– Отстой?! Лёха, тебя кто в Привратники-то принял с такими выражениями, а?
– Все-то ты знаешь… – Алексей догадывался, на чьем хвосте прилетела сюда информация о порядках бункера, воспоминание было не из лучших, но само существование на свете Дениса Пищухина говорило о том, что «вождь» прав и люди еще способны на вполне бескорыстные поступки. На «не убий» и прочее милосердие. – Короче, хрен я уже одичаю, ведь я хочу жрать полноценную еду, потому что имею понятие о здоровье и долголетии, хочу носить чистую одежду, чтобы уже меня не жрали вши и микробы, а еще хочу упитанную и довольную девчонку, не зашуганную и бледную оттого, что я сам ее запугал или не смог защитить и накормить. Меня нисколько не держат цепи и оковы цивилизации! Но я могу надеть эту цепь на того, на кого потребуется, чтобы жить, как я привык. Робинзона помнишь? Он мог бы по острову нагишом бегать и на пальме качаться… Но! Почему-то он собрал с тонущего корабля барахло и дом построил. Причем с мебелью – не забыл, что сидеть-то надо на стуле и за столом. Правда, одевался по последнему писку моды своего острова, но это уже частный случай. А вокруг нас еще половина нашей цивилизации по подвалам валяется, так почему же я должен забыть, каким был человек нормальный? Каким я родился и каким хочу остаться. Да и ты тоже.

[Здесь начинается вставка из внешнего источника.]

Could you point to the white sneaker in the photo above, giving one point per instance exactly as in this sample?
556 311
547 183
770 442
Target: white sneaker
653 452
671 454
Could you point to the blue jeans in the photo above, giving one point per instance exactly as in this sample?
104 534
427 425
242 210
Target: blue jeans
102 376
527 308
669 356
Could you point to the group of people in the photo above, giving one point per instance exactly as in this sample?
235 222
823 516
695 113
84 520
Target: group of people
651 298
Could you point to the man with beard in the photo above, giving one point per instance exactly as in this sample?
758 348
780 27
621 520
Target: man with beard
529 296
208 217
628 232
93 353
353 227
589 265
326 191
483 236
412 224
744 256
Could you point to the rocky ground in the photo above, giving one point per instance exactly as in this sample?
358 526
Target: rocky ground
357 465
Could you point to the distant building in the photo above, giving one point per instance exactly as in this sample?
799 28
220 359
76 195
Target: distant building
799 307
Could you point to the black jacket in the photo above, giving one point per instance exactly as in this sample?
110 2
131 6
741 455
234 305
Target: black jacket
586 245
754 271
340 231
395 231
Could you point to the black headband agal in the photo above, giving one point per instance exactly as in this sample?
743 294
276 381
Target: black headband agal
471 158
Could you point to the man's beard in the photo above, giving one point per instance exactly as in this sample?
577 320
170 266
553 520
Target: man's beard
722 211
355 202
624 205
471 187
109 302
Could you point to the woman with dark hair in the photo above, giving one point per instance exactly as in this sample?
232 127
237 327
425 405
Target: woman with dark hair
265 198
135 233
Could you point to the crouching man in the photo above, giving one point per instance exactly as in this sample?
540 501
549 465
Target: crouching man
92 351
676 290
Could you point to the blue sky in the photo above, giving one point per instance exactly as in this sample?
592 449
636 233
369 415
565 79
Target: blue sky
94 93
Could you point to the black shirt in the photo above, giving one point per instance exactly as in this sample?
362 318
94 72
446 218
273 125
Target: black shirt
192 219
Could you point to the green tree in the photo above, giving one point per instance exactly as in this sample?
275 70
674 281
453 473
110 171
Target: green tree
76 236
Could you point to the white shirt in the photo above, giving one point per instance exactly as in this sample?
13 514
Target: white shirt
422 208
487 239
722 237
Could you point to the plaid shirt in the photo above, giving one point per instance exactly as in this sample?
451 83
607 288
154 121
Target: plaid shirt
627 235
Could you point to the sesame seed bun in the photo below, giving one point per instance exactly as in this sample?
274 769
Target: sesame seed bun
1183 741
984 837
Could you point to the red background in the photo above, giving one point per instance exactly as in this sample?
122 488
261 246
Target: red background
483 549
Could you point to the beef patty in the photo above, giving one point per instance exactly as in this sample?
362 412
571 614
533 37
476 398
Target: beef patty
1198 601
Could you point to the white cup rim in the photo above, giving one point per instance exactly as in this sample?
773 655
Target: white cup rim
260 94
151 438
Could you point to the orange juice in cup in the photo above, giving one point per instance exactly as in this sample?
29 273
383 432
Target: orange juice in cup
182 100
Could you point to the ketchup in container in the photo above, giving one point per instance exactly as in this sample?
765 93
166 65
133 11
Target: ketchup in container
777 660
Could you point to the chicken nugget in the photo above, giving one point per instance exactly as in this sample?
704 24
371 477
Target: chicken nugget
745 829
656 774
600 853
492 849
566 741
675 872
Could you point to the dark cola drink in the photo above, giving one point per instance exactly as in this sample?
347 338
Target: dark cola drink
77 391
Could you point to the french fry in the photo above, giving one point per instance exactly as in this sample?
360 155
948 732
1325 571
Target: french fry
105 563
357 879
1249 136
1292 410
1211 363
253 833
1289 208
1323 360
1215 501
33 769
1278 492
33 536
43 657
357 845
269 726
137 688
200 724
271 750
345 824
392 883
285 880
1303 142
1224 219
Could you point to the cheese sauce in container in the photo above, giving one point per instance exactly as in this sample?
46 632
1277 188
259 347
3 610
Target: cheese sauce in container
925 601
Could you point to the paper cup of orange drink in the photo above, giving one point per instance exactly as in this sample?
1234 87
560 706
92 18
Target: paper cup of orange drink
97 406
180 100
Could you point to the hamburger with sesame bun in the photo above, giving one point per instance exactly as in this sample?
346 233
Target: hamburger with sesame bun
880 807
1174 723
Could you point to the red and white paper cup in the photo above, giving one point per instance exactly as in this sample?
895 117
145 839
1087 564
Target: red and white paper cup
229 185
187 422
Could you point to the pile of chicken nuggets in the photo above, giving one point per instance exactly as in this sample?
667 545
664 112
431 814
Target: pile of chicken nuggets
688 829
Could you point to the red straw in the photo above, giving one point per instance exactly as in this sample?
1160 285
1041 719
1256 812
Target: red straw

– От скромности желаний ты не умрешь!
– Да, умереть мне предстоит от кое-чего другого…
Дверь за Станиславом закрылась. Улыбка сползла с лица Алексея, ощущение счастья пошло на убыль. Алексею очень хотелось остановить этот момент… Когда всё еще только разворачивается, когда результат не предопределен, когда игра началась, но никто не обладает явным преимуществом. Когда от него еще что-то зависит. Сегодня был действительно хороший день.
***
«ТТ» с глушителем, мелькнувший в руках Серякова, показался Фомину очень знакомым. Никто не говорил ему ничего определенного, но слушать и делать выводы Илья умел неплохо. Если зимой приходилось только догадываться, зачем оставили людей выцеливать «объект» на белом снежном поле, чье же лицо появится в «сетке» оптики… То аккуратно подведенный к третьему бункеру телефонный провод чуть ли не вопил во все горло вполне определенную фамилию: Колмогоров.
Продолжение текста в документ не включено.